• More personal liabilities for directors

• 'Special measures' proposed for large businesses which persistently undertake aggressive tax planning

HMRC plans to force all large companies to publish the details of their tax strategy including their appetite for tax planning and their approach to dealings with HMRC, says Pinsent Masons, the international law firm.

A Board member must be nominated to take personal responsibility for publishing the strategy.  Businesses which fail to publish a strategy could face a penalty.  Pinsent Masons say the proposals suggest this would be penalty levied personally against the nominated Board Member.

The consultation document from HMRC also proposes that large businesses which demonstrate a lack of transparency and cooperation with HMRC which engage in persistent and aggressive tax planning could be put into a “special measures” regime.

The special measures regime proposed would:

• Allow HMRC to “name and shame” them publicly

• Increase reporting and disclosure requirements between HMRC and the business

• Allow HMRC to withdraw or limit the extent to which non-statutory clearances will be given to the business

Jason Collins, Head of Tax at Pinsent Masons comments:

Forcing businesses to publicise their tax strategy will add to the compliance burdens for low risk businesses while probably not changing the behaviour of those at the top of the risk spectrum.
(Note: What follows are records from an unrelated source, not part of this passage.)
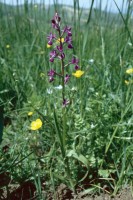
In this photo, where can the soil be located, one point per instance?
(27, 191)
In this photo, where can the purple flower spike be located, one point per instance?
(68, 40)
(60, 48)
(74, 61)
(76, 67)
(65, 102)
(50, 38)
(62, 56)
(68, 31)
(53, 54)
(56, 22)
(67, 77)
(51, 79)
(51, 72)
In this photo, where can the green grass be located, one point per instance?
(99, 121)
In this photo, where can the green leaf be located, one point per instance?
(79, 157)
(1, 122)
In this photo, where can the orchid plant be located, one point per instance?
(63, 39)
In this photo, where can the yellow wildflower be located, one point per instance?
(30, 113)
(60, 40)
(35, 125)
(129, 71)
(78, 73)
(48, 46)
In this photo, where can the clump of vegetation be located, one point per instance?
(66, 100)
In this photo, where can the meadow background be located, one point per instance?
(99, 120)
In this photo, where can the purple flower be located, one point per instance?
(56, 22)
(60, 48)
(68, 40)
(51, 79)
(74, 61)
(68, 31)
(66, 79)
(50, 38)
(76, 67)
(61, 56)
(53, 54)
(65, 102)
(51, 72)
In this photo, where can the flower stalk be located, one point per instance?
(63, 39)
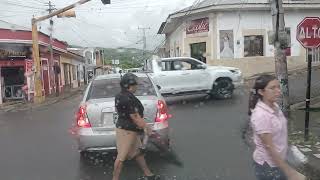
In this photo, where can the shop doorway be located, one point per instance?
(198, 51)
(13, 80)
(45, 76)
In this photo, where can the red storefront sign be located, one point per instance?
(29, 65)
(198, 26)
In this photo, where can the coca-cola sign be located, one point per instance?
(198, 26)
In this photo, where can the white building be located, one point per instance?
(235, 33)
(93, 60)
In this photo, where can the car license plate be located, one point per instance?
(108, 120)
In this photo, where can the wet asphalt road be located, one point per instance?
(206, 134)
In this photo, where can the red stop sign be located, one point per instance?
(308, 32)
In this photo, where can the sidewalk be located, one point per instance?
(296, 136)
(16, 106)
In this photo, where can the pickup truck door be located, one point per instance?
(169, 78)
(194, 76)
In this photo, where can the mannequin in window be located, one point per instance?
(227, 52)
(203, 57)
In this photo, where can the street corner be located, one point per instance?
(11, 106)
(308, 152)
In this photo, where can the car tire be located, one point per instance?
(222, 88)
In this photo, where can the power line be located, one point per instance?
(20, 5)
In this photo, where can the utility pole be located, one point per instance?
(51, 60)
(280, 43)
(144, 39)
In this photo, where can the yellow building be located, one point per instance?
(72, 70)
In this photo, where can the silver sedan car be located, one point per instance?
(95, 120)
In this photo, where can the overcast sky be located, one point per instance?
(96, 24)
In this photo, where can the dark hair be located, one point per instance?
(260, 83)
(128, 80)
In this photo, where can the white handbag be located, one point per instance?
(295, 157)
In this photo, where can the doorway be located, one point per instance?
(13, 80)
(198, 51)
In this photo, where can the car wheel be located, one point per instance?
(222, 89)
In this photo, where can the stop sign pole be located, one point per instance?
(308, 34)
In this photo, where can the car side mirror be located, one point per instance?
(202, 66)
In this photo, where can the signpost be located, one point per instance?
(308, 34)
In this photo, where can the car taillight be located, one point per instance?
(162, 113)
(82, 119)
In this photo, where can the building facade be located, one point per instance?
(17, 66)
(72, 70)
(234, 33)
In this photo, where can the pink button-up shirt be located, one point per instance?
(264, 119)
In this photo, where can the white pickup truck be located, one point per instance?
(185, 75)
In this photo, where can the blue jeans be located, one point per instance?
(265, 172)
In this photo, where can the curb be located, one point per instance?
(22, 107)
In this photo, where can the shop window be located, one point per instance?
(74, 73)
(253, 46)
(288, 49)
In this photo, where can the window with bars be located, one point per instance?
(253, 46)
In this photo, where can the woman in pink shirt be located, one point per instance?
(269, 131)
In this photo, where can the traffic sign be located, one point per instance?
(308, 32)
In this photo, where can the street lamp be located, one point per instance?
(38, 98)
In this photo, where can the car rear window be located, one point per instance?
(108, 88)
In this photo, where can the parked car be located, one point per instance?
(96, 117)
(184, 75)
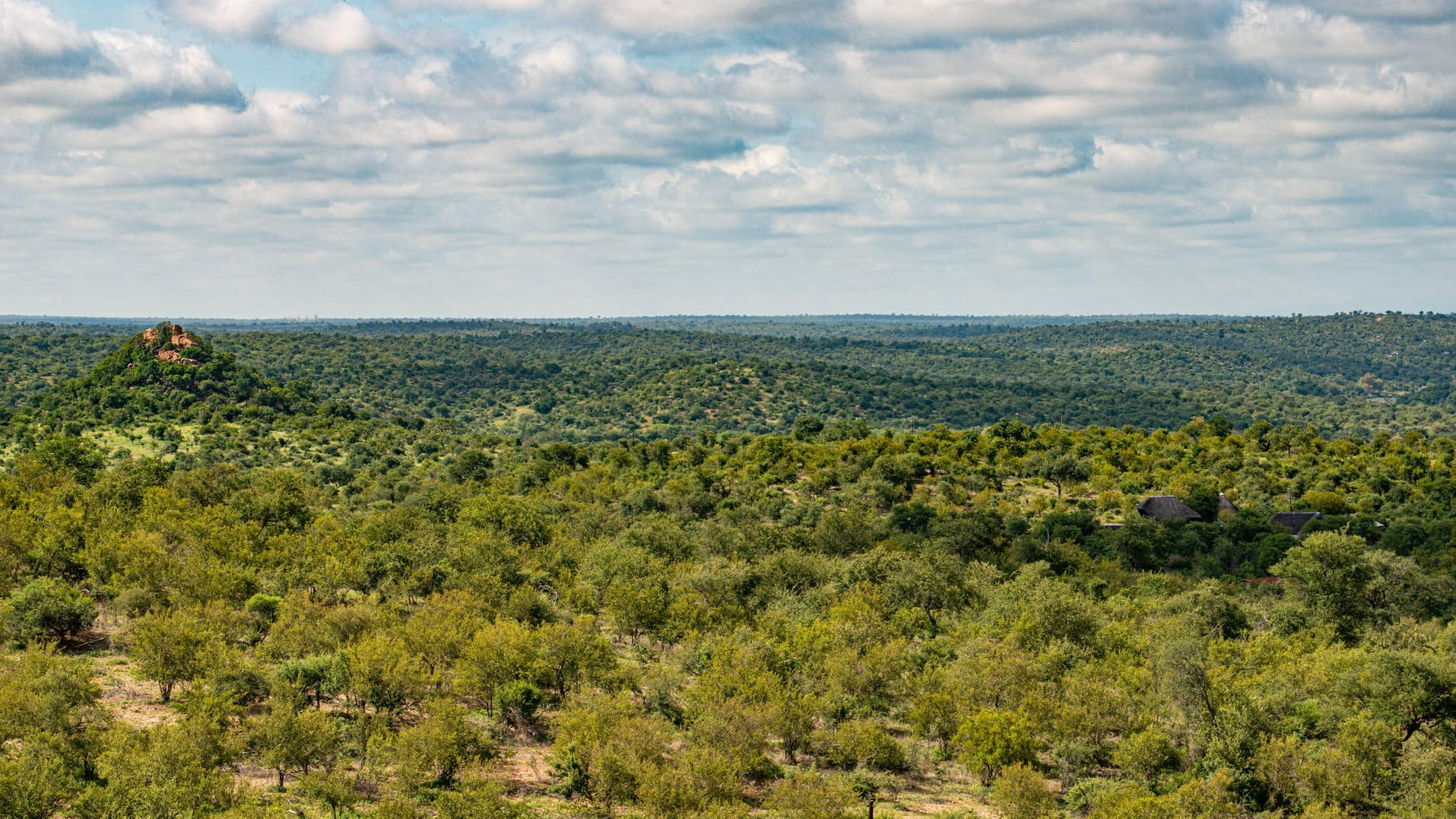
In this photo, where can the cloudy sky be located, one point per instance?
(557, 157)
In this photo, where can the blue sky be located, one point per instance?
(552, 157)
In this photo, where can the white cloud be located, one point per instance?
(57, 71)
(230, 17)
(925, 146)
(340, 30)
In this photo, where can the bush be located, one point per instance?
(46, 610)
(861, 744)
(517, 703)
(1147, 754)
(992, 739)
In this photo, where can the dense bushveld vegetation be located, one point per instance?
(286, 607)
(1347, 375)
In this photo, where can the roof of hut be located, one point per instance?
(1295, 522)
(1166, 507)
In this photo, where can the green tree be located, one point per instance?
(293, 739)
(171, 646)
(992, 739)
(1021, 793)
(433, 751)
(46, 608)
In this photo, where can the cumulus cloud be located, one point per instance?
(913, 151)
(232, 17)
(337, 30)
(57, 71)
(340, 30)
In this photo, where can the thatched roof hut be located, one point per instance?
(1166, 507)
(1293, 522)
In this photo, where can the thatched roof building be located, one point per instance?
(1293, 522)
(1166, 507)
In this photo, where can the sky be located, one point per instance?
(573, 157)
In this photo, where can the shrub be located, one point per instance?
(861, 744)
(46, 610)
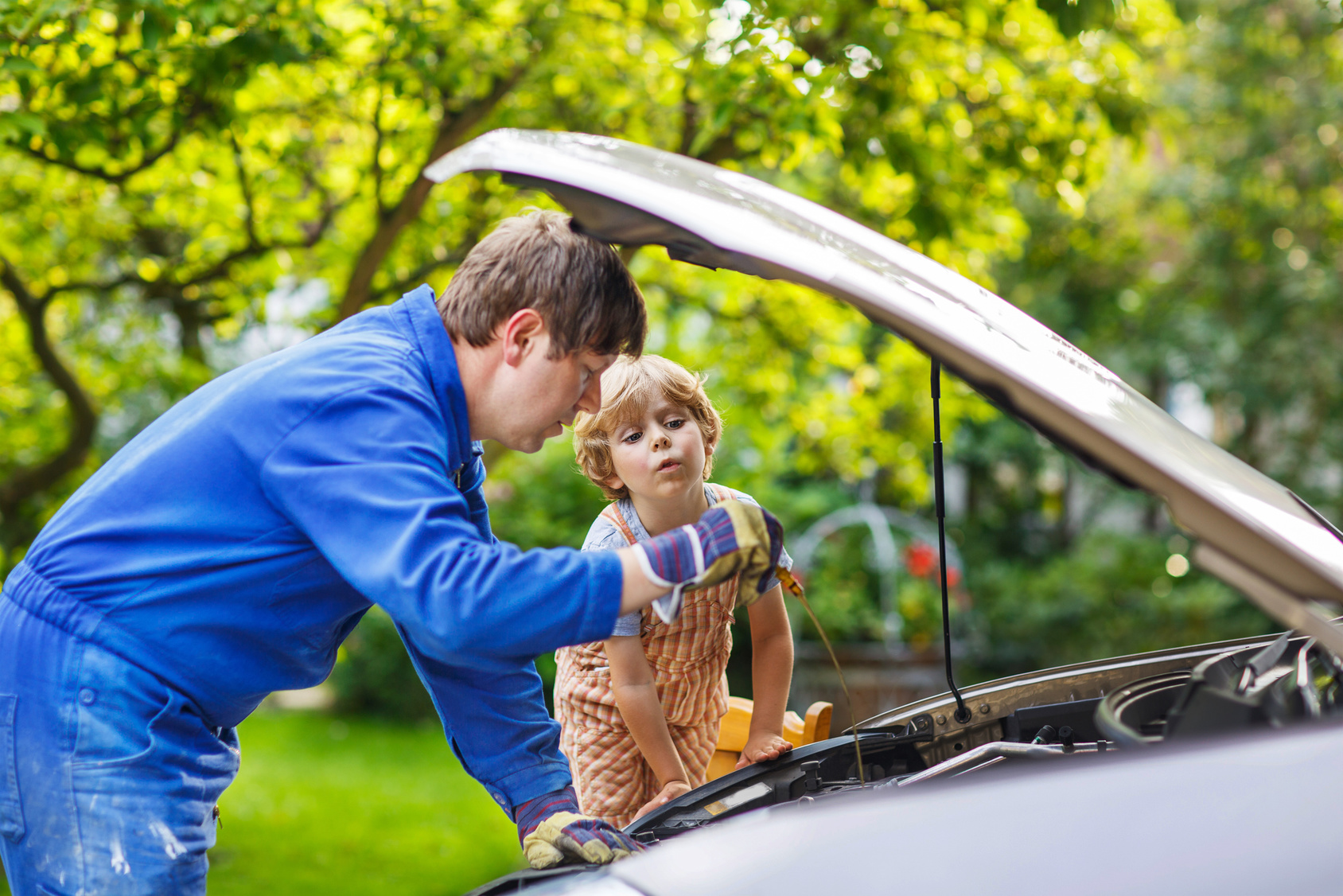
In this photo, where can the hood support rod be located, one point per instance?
(962, 714)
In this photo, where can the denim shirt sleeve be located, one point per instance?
(472, 485)
(364, 478)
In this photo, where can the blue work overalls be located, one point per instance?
(224, 554)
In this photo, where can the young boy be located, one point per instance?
(640, 712)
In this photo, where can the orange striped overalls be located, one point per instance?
(689, 661)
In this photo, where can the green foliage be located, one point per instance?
(1110, 595)
(1161, 189)
(374, 673)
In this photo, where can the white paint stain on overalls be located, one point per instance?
(172, 847)
(119, 859)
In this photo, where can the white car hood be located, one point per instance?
(1255, 534)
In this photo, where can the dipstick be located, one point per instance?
(796, 587)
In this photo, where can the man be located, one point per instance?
(230, 548)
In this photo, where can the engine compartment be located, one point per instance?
(1064, 715)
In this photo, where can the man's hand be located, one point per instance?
(761, 747)
(731, 538)
(552, 831)
(671, 792)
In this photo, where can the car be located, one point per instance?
(1204, 769)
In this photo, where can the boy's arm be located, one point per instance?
(771, 676)
(636, 697)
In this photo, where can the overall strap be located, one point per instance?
(720, 492)
(613, 515)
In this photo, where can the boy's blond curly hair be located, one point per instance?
(628, 388)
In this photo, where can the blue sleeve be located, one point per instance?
(473, 481)
(363, 477)
(496, 720)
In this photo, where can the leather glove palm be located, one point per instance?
(554, 831)
(731, 538)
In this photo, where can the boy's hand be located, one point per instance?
(731, 538)
(552, 832)
(671, 792)
(761, 747)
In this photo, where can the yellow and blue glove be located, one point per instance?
(554, 831)
(731, 538)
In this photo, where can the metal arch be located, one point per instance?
(882, 523)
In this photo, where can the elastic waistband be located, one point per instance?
(31, 591)
(33, 594)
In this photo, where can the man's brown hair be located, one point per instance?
(628, 388)
(578, 285)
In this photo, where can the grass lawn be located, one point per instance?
(353, 806)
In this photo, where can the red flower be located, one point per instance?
(921, 559)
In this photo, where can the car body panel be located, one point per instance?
(1243, 816)
(629, 193)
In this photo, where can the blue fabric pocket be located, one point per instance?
(11, 808)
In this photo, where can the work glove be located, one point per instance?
(554, 831)
(731, 538)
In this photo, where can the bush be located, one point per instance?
(374, 673)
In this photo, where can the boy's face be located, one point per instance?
(546, 392)
(661, 454)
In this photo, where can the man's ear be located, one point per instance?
(520, 335)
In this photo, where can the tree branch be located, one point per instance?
(29, 481)
(376, 162)
(452, 133)
(245, 185)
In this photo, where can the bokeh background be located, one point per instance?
(189, 185)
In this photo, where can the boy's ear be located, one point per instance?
(519, 335)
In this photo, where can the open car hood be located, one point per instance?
(1253, 532)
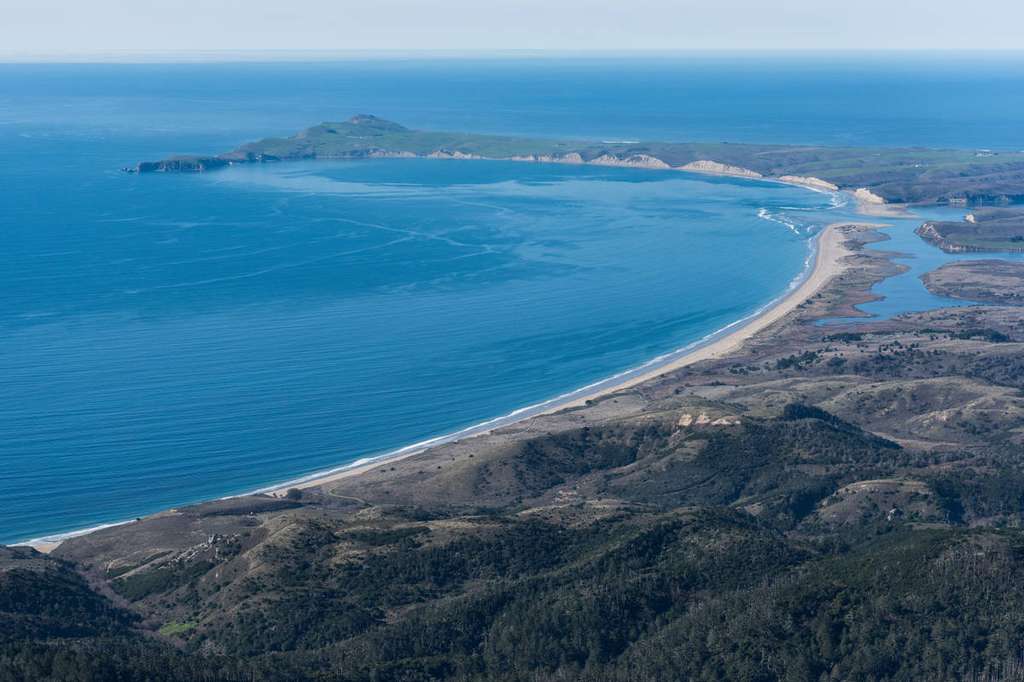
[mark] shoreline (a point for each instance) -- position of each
(824, 262)
(828, 253)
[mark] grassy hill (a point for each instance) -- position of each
(828, 503)
(909, 175)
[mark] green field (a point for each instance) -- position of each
(898, 175)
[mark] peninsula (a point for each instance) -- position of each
(875, 176)
(840, 501)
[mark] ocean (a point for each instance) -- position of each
(169, 339)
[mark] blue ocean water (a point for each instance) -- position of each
(167, 339)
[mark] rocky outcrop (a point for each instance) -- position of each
(867, 197)
(809, 181)
(713, 167)
(445, 154)
(930, 233)
(181, 165)
(635, 161)
(702, 419)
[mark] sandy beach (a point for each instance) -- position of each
(828, 261)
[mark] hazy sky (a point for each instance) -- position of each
(75, 26)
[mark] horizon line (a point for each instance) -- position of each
(198, 55)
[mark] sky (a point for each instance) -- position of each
(55, 27)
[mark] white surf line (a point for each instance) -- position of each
(588, 391)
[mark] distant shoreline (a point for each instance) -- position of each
(828, 252)
(823, 263)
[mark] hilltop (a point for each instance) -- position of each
(825, 503)
(876, 175)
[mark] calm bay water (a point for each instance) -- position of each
(167, 339)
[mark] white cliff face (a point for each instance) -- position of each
(809, 181)
(635, 161)
(705, 166)
(868, 197)
(442, 154)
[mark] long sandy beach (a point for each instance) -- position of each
(828, 261)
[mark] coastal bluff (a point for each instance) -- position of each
(954, 177)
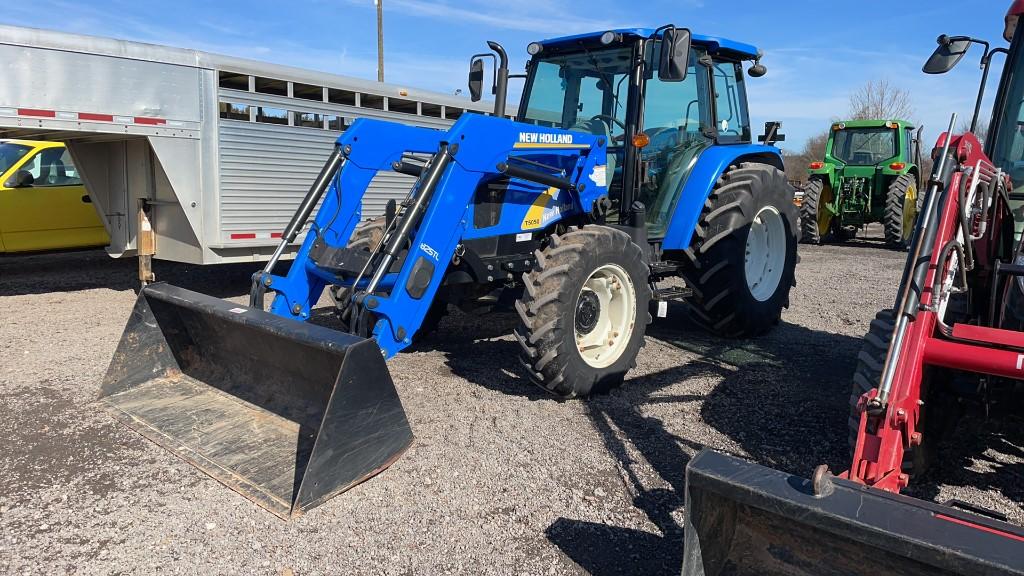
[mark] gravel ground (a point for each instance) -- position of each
(501, 479)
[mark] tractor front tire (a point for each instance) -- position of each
(901, 211)
(742, 261)
(584, 312)
(814, 225)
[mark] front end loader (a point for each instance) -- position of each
(952, 340)
(574, 213)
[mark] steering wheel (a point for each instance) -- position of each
(612, 119)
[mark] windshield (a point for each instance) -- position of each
(581, 90)
(864, 147)
(10, 154)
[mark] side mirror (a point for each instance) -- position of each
(675, 57)
(476, 80)
(949, 52)
(22, 178)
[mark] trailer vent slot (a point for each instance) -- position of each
(308, 119)
(431, 110)
(307, 92)
(231, 111)
(336, 123)
(373, 100)
(271, 86)
(235, 81)
(404, 107)
(271, 115)
(336, 95)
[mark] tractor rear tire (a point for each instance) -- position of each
(899, 222)
(742, 261)
(584, 312)
(809, 216)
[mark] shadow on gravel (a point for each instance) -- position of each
(782, 398)
(981, 453)
(71, 272)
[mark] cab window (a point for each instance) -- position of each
(52, 167)
(730, 108)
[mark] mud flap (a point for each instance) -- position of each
(286, 413)
(742, 519)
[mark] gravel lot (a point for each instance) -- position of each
(501, 479)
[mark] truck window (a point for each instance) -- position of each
(52, 167)
(10, 154)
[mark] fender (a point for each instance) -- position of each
(710, 166)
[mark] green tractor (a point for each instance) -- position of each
(870, 173)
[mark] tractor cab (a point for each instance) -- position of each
(656, 120)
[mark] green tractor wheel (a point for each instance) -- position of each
(815, 217)
(901, 210)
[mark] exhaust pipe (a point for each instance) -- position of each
(286, 413)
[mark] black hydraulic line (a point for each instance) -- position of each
(261, 280)
(535, 176)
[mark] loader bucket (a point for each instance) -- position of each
(288, 414)
(742, 519)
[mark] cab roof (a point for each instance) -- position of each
(873, 123)
(714, 44)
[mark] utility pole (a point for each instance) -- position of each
(380, 39)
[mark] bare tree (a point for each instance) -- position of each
(881, 99)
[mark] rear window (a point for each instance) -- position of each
(864, 147)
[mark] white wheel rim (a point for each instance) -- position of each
(766, 251)
(602, 337)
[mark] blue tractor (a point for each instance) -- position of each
(627, 179)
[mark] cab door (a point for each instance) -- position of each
(51, 210)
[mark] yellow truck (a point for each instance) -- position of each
(43, 203)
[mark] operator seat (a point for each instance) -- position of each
(599, 127)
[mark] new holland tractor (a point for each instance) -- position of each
(870, 173)
(951, 347)
(629, 164)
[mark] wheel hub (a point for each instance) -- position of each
(766, 253)
(604, 316)
(588, 312)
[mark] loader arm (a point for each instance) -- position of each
(555, 175)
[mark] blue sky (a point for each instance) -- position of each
(817, 52)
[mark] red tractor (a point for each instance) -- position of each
(954, 335)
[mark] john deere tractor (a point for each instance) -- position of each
(870, 173)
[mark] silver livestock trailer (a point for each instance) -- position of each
(210, 153)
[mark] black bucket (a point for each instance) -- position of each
(742, 519)
(288, 414)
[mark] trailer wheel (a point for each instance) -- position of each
(366, 237)
(815, 218)
(742, 261)
(901, 211)
(584, 312)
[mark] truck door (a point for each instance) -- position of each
(51, 210)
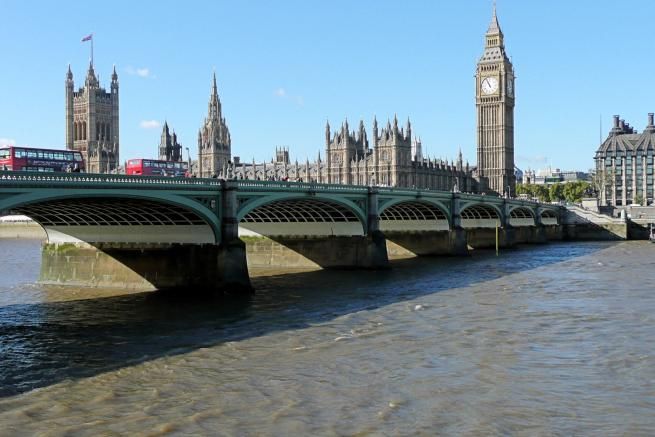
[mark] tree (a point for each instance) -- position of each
(541, 193)
(556, 192)
(574, 191)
Taxes 3Directors will also be concerned that this is adding to their personal liabilities.

The special measures regime is a stick affecting the minority, which most will consider reasonable. But the carrot of faster working for the majority who are compliant – both large and small businesses – also needs to be available."

Factors influencing whether the business is seen as presenting a significant risk could include the number of times the business has used tax avoidance schemes and the nature of those schemes, or the extent to which the business has failed to co-operate with HMRC enquiries without formal powers having to be invoked, according to the consultation document.

Following a 12 month 'initial notice period' businesses which do not demonstrate "a significant improvement in behaviours" would receive a final warning that any further instances of non-collaborative behaviour would lead to special measures.

The government intends the package of measures should apply to businesses administered by HMRC’s Large Business Directorate with a turnover of more than £200 million and/or a relevant balance sheet total of more than £2 billion for the preceding financial year.

Jason Collins said "Most businesses are transparent, and an increasing number are publishing their tax strategy – around 50 of the FTSE 100 in most recent survey. But compelling them to publish is a departure."

In a further measure, HMRC intends to introduce a “voluntary” code of practice on taxation for large business. The Government intends this to be a "common set of principles to encourage all businesses to adopt the most positive tax compliance behaviours, and which businesses themselves can use to promote exemplary behaviours across their organisation".

It will also offer large businesses a means to demonstrate their commitment to these standards and have that recognised.

Jason Collins said that the proposed code of conduct is very similar to the principles published by the Confederation of British Industry (CBI) two years ago.

He also said; “A voluntary code of conduct is sensible.  However, this does not look like a voluntary code as the suggestion is that under the publication of the business’s tax strategy they will have to disclose whether or not they are signatories to this code."

Significant changes based on low number of interviews

HMRC said that its research has found that “businesses with a greater appetite for risk tend[ed] not to have written (or published) tax strategies, while those with lower risk-appetite tended to have more formalised strategies.

Heather Self, Tax Partner at Pinsent Masons, described HMRC's recent research into large corporate behaviour as "rather thin – qualitative research, based on only 35 interviews".  She said that although the research showed that businesses which published their tax strategy tended to be low risk, "the converse cannot be assumed" as "correlation is not the same as causality".

"Will it really make a difference to behaviours if businesses need to publish their strategy?  Or is it just another compliance requirement for the compliant majority?" Self said.